Desk Russie a déjà écrit sur la discussion acharnée dans la société russe à propos de la série Traîtres de Maria Pevtchikh qui expose la corruption des années 1990 et montre que ce sont les soi-disant « démocrates » (d’où l’appellation « traîtres ») qui ont volé le peuple et amené Poutine au pouvoir. Sergueï Medvedev, célèbre philosophe politique, analyse dans cet article percutant les raisons profondes des passions suscitées par cette époque. Indirectement, le film de Pevtchikh renforce la légitimité de Vladimir Poutine qui s’échine à dénoncer ces années-là depuis son arrivée au pouvoir.
J’avais quatorze ans lorsque j’ai entendu pour la première fois l’expression « brailler comme un sinistré ». Cela s’est passé dans une épicerie moscovite, où un retraité se plaignait bruyamment d’avoir été escroqué au rayon de la viande, brandissant un morceau de saucisson de couleur terreuse enveloppé dans un épais papier d’emballage. À cette époque, le saucisson était rare même à Moscou, et en dehors de la capitale, il était devenu un mythe, si bien que chaque gramme comptait. « Pourquoi tu brailles comme un sinistré ? », lui dit la vendeuse sans méchanceté, ajoutant un autre bout de saucisson à son paquet, et le retraité se calma instantanément.

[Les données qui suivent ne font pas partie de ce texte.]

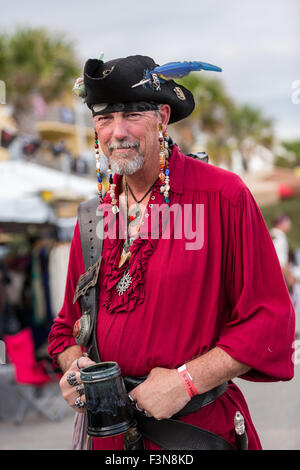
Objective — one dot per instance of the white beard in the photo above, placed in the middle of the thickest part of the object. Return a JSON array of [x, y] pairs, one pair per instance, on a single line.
[[127, 167]]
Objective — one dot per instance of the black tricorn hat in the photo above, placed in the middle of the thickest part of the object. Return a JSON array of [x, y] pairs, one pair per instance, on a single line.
[[111, 83]]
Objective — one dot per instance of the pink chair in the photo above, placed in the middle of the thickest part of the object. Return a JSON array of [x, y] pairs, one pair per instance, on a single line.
[[30, 377]]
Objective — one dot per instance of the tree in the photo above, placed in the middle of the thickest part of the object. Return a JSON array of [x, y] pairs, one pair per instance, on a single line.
[[210, 116], [34, 61], [249, 129]]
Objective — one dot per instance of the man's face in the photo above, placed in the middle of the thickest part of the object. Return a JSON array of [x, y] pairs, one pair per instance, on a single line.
[[128, 140]]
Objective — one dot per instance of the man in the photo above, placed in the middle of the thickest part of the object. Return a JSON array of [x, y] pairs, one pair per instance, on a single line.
[[219, 308]]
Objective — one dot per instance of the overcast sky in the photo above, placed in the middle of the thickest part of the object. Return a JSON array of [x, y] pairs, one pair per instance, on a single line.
[[256, 42]]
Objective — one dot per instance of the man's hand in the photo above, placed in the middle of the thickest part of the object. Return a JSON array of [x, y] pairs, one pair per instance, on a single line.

Aujourd’hui, dans les réseaux sociaux russes, on entend à nouveau des cris de sinistrés. Non, ce n’est pas à cause du régime de Poutine, des répressions politiques ou de la guerre en Ukraine — ce sont les cris de ceux qui souffrent des années 1990, une décennie qui, trente ans plus tard, apparaît comme le péché originel de la Russie, un crime de Caïn commis par le pouvoir, à l’origine de tous nos maux. Cela a commencé avec la série de Maria Pevtchikh, Traîtres, qui, sans détour ni nuance, exposait les crimes de corruption des principaux personnages des années 1990. Le premier épisode a été diffusé le 16 avril 2024, et depuis un mois et demi, la communauté politiquement engagée de Russie est en proie à une discussion sans précédent par son ampleur, la plus vaste depuis le début de la grande guerre en février 2022, à laquelle presque tout le monde semble avoir pris part, et qui a été suivie par une interview de Mikhaïl Khodorkovski réalisée par Iouri Doud, avec la même indignation pathétique que celle de Pevtchikh.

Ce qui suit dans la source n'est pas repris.